Ucapan abangnya itu terasa sangat sakit. Mengena diulu hati. Perih dan buat sesak di dada. Walau benar apa yang dikatakan oleh sang abang. Ia terkadang belum bisa menerima kenyataan pahit itu.

"Atau kamu balik malam ini saja. Ikut dengan keluarga Paman Danu. Masih tersisa tempat duduk untukmu di belakang. Kan lumayan irit ongkos." Ujar sang Abang masih dari balik pintu kamar.

Nyut

Nyut

Ucapan sang Abang terasa semakin sakit. Ia merasa diusir secara halus dari rumah itu.
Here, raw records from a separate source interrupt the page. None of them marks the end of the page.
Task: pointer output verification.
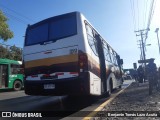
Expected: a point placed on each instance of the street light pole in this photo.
(157, 29)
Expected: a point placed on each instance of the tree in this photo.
(5, 32)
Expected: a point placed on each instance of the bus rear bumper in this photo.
(69, 86)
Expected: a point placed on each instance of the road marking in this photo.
(93, 114)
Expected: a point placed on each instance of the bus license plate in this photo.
(49, 86)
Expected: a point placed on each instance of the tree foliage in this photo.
(12, 52)
(5, 32)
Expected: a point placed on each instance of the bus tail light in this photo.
(83, 62)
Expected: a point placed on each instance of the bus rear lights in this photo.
(46, 75)
(33, 76)
(73, 72)
(47, 52)
(59, 74)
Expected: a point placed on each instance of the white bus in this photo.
(65, 55)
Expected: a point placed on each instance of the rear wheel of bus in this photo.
(17, 85)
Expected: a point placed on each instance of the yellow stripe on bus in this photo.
(51, 61)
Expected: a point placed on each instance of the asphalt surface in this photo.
(135, 102)
(19, 101)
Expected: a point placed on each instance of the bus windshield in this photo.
(51, 30)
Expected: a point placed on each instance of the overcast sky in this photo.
(116, 21)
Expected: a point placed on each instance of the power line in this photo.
(151, 12)
(15, 18)
(133, 14)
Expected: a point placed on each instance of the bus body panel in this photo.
(8, 82)
(67, 66)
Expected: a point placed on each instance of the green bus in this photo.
(11, 74)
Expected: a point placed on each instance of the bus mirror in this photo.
(121, 61)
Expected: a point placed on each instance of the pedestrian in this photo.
(152, 70)
(140, 74)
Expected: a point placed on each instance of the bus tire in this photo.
(110, 88)
(17, 85)
(120, 86)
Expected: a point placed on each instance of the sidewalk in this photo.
(135, 99)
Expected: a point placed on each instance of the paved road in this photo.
(18, 101)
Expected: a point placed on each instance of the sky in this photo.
(115, 20)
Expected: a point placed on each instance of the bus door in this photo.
(102, 63)
(3, 75)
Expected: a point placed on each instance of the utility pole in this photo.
(143, 48)
(157, 29)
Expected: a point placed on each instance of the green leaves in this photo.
(5, 32)
(13, 52)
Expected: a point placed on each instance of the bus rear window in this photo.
(52, 30)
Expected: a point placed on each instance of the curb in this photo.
(94, 113)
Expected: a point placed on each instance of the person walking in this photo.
(140, 74)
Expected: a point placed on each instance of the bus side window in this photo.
(106, 52)
(91, 39)
(115, 58)
(16, 69)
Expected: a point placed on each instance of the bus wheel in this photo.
(17, 85)
(110, 89)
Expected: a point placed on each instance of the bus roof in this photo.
(51, 18)
(8, 61)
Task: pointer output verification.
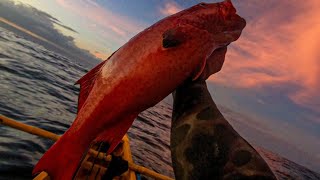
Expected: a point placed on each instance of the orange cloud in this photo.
(278, 50)
(170, 8)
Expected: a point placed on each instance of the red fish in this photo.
(188, 45)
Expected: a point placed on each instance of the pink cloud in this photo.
(170, 8)
(273, 51)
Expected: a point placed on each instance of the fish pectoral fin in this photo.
(87, 82)
(114, 133)
(199, 70)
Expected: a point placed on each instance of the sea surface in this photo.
(37, 88)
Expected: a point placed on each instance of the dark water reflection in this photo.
(37, 88)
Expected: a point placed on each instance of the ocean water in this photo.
(37, 88)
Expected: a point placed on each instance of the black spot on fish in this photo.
(171, 38)
(241, 157)
(179, 134)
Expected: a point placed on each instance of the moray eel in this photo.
(204, 145)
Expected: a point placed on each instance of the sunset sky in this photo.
(271, 74)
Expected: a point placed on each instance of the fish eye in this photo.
(170, 39)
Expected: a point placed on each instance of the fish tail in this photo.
(62, 159)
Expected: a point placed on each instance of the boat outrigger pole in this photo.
(46, 134)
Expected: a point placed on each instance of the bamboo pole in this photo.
(43, 133)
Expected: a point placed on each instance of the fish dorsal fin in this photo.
(87, 81)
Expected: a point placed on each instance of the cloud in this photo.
(170, 8)
(40, 27)
(113, 25)
(279, 46)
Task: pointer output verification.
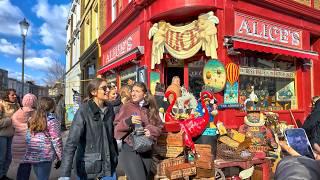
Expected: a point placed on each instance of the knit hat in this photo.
(29, 101)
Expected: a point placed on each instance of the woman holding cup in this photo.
(140, 114)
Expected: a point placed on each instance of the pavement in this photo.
(55, 173)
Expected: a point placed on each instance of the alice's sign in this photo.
(257, 29)
(266, 73)
(121, 47)
(183, 42)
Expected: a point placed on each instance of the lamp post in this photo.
(24, 25)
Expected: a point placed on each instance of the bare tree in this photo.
(55, 74)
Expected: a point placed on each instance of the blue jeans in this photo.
(24, 170)
(113, 177)
(5, 154)
(42, 170)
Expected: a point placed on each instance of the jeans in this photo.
(113, 177)
(24, 170)
(5, 154)
(42, 170)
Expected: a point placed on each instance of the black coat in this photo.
(91, 137)
(312, 124)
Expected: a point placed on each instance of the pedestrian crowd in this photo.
(112, 126)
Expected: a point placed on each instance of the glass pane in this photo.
(195, 77)
(266, 84)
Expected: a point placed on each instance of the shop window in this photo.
(271, 83)
(195, 77)
(112, 78)
(127, 74)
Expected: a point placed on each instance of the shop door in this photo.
(174, 71)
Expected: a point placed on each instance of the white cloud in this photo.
(52, 31)
(9, 48)
(40, 63)
(10, 16)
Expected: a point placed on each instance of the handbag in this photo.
(141, 143)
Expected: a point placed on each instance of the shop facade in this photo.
(275, 51)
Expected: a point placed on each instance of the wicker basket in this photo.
(228, 153)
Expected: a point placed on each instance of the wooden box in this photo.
(170, 139)
(205, 173)
(161, 167)
(181, 170)
(204, 164)
(168, 151)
Ia rencana balik ke kota tiga hari lagi. Karena ia ambil cuti selama dua Minggu. Tiga hari sebelum pernikahan ia sudah balik ke kampung. Dan sekarang ia sudah 10 hari di kampungnya.

"Nur, kamu dengar gak yang Abang bilang." Ujar sang Abang dengan nada kesal. Anwar itu sangat menghormati privasi adiknya. Ia mana pernah masuk ke kamar sang adik, sejak adiknya itu menginjak usia remaja. Karena Alm ayah mereka sudah mendidik mereka sejak dari kecil. Batasan antara anak laki laki dan perempuan, walau pun itu saudara kandung.

"Nur... Kamu dengar gak? jawab.. Itu paman masih nungguin..!"

Nur yang membisu, membuat sang abang geram.

"Iya bang, a..Aku balik ke kota malam ini." Ujarnya dengan menahan Isak tangis.

TBC

Hai readers sayang, tolong dukung novel ini dengan memberi like, comentar positif, vote dan hadiah.

Mohon juga membagikan novel ini ke media sosial kalian, agar lebih banyak yang baca.

Thanks...🙂🙏❤️

Dihina

Pukul 23.15 Wib. Mobil milik sang paman berangkat menuju kota. Di dalam mobil penumpangnya sangat padat. Ada enam orang dewasa termasuk supir. 2 anak remaja dan dua anak kecil berusia 4 dan 2 tahun. Tentu saja kedua anak kecil di pangku. Satu dipangku sang ibu dan satu lagi dipangku Nur.

"Eemmm... Kamu emang gak punya uang ya Nur. Sehingga harus nebeng dengan kami?" ujar seorang gadis bernama Dila. Dila adalah putri dari pamannya Nur. Berarti sepupu nya Nur.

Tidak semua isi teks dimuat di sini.